“What do you want from me?” he asked, clearly frustrated.
“I want you to talk to me!” I cried, tears burning my eyes.
Narrowing his eyes, he stepped toward me. “I did! I told you that hopefully the email will get the administration to do something instead of letting you get set up. But that wasn’t good enough for you. You wanted me to know that nothing happened with him and when I commented on that, that wasn’t good enough. So, I asked a question only to find out you keep adding details you forgot to mention. I said okay. But that’s not good enough. So, what do you want from me?” he concluded gruffly.
“I-I don’t want you to look at me like you don’t trust me,” I stammered, my heart beating faster. “I want things to be like they were—I want my best friend!”
“So, if you want your best friend, why the hell does it matter if you went on a date with Aiden or if you fucked him in the basement?” He shook his head. “Look, I don’t need this right now. I need to work out.”
I shifted from one foot to the other as I watched him walk away. I went to the office and sat on the futon and waited. I didn’t know what to say, but his last words got under my skin.
I know what I want. Don’t I?
James was my best friend. I didn’t want to lose that. But I would be lying if I denied that there was something between us. Before we had sex, I didn’t get butterflies around him, so would it be reasonable to assume that the butterflies he’d been giving me were because the sex was good?
Do I like him, or do I just like what he did to my body?
When he left, we exchanged a cool goodbye and that was it. As soon as the door closed behind him, my eyes watered. I felt defeated. I wanted him to say something, but I didn’t know what exactly. If we talked things through, I would’ve felt better about things. I thought a conversation would help us get to the bottom of whatever was happening between us. I couldn’t put into words what exactly I wanted, but I knew I wanted more.
The more I thought about it, the more I felt like I was going to cry.

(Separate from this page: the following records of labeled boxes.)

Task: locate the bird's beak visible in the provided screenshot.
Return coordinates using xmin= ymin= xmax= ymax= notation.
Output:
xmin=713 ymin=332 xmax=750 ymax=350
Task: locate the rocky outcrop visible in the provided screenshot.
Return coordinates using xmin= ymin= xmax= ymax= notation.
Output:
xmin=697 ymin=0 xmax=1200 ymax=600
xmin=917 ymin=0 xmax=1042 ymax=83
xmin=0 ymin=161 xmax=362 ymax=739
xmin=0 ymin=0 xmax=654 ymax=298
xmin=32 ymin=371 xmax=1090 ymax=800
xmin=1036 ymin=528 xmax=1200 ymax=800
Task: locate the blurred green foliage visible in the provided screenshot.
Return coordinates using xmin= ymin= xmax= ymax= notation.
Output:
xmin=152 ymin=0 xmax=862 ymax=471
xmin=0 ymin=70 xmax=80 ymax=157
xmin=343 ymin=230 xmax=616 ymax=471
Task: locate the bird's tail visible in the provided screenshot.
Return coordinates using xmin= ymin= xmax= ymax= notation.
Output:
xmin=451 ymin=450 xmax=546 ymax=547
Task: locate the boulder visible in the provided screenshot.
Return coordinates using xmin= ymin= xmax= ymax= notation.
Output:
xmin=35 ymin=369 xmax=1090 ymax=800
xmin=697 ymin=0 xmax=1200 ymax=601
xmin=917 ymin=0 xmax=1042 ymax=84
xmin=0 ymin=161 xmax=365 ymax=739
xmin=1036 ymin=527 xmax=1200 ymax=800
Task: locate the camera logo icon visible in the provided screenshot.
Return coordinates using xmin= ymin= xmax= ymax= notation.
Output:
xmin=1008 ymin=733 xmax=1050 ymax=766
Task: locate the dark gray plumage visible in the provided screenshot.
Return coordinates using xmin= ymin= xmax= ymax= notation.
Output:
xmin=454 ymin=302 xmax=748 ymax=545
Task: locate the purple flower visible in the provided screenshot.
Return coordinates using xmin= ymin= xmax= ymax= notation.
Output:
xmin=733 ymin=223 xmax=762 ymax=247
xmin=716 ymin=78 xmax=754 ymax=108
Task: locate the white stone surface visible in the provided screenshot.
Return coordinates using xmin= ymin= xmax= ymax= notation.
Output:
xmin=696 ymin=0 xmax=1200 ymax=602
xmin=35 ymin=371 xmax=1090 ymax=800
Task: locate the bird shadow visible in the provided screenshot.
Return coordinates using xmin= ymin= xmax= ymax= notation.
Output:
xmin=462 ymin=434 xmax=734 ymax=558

Instead of dealing with my feelings and trying to figure out what I felt, I started reading Carter’s work again.
Again, I fell asleep on the futon.
Again, I woke up in the middle of the night with a bonnet protecting my hair and covered with a blanket I didn’t pull on myself.
I pulled it around my shoulders tighter. I felt warm and taken care of. I felt loved. My stomach flipped but fear kept me in place. Tears streamed down my face as I drifted back to sleep.
…
Chapter Thirteen
The dream woke me up with puffy eyes and a heavy heart. I couldn’t breathe, choking on the realizations that came to me in waves. It didn’t make sense, but at the same time it did. It felt right and wrong simultaneously. Everything felt off.
I pushed myself up into a seated position and let my head fall into my hands. I hated not talking to Jay. I hated that Carter was gone. I hated that my brain felt so overwhelmed and my emotions felt so chaotic.
My head hurt.
My heart hurt.
My back hurt.
Sleeping on the futon was a minor step up from sleeping on the floor. I needed Jay and I to get back on good terms so I could return to his bed. Not only was it comfortable, I missed sleeping next to him. I rubbed my lower back as I exited the office. Before brushing my teeth, before taking a shower, before I started my day, I needed to talk to Jay. I needed to get everything off my chest.
Maybe after we talk it out, we can carve out a new normal. Maybe we can—
“I’ll see you later,” Jay called out from behind me.
I spun around as he opened the front door. “Jay!”
He stopped, but he didn’t turn around. “What’s up?”
I lost my nerve and tugged at the bottom of my tank top. “Have a good day.”
“You, too.”
When he closed the door, I burst into tears.
After a long hot bath, I felt better. It was for the best that I didn’t talk to him before he left. I was fresh off a dream that spun me out. With time to think, I knew I needed to do what I’d been doing for a while—swallowing my feelings and focusing on what I could control. But my world was in disarray and I felt lost.
I wiped my eyes, rolled my shoulders back, and went to class.
It’s going to be a long day.
My first class flew by. Everyone was so focused on the exam overview and preparation the adjunct professor launched into the minute class started, I forgot about everything else. It wasn’t until my stomach growled that I realized that I hadn’t eaten all day. I didn’t have time to grab anything between classes, but I wished I had. My hunger was the only thing on my mind as I walked into my last class of the day.
And then boom—the weight of being called out in that email came hurling back at me.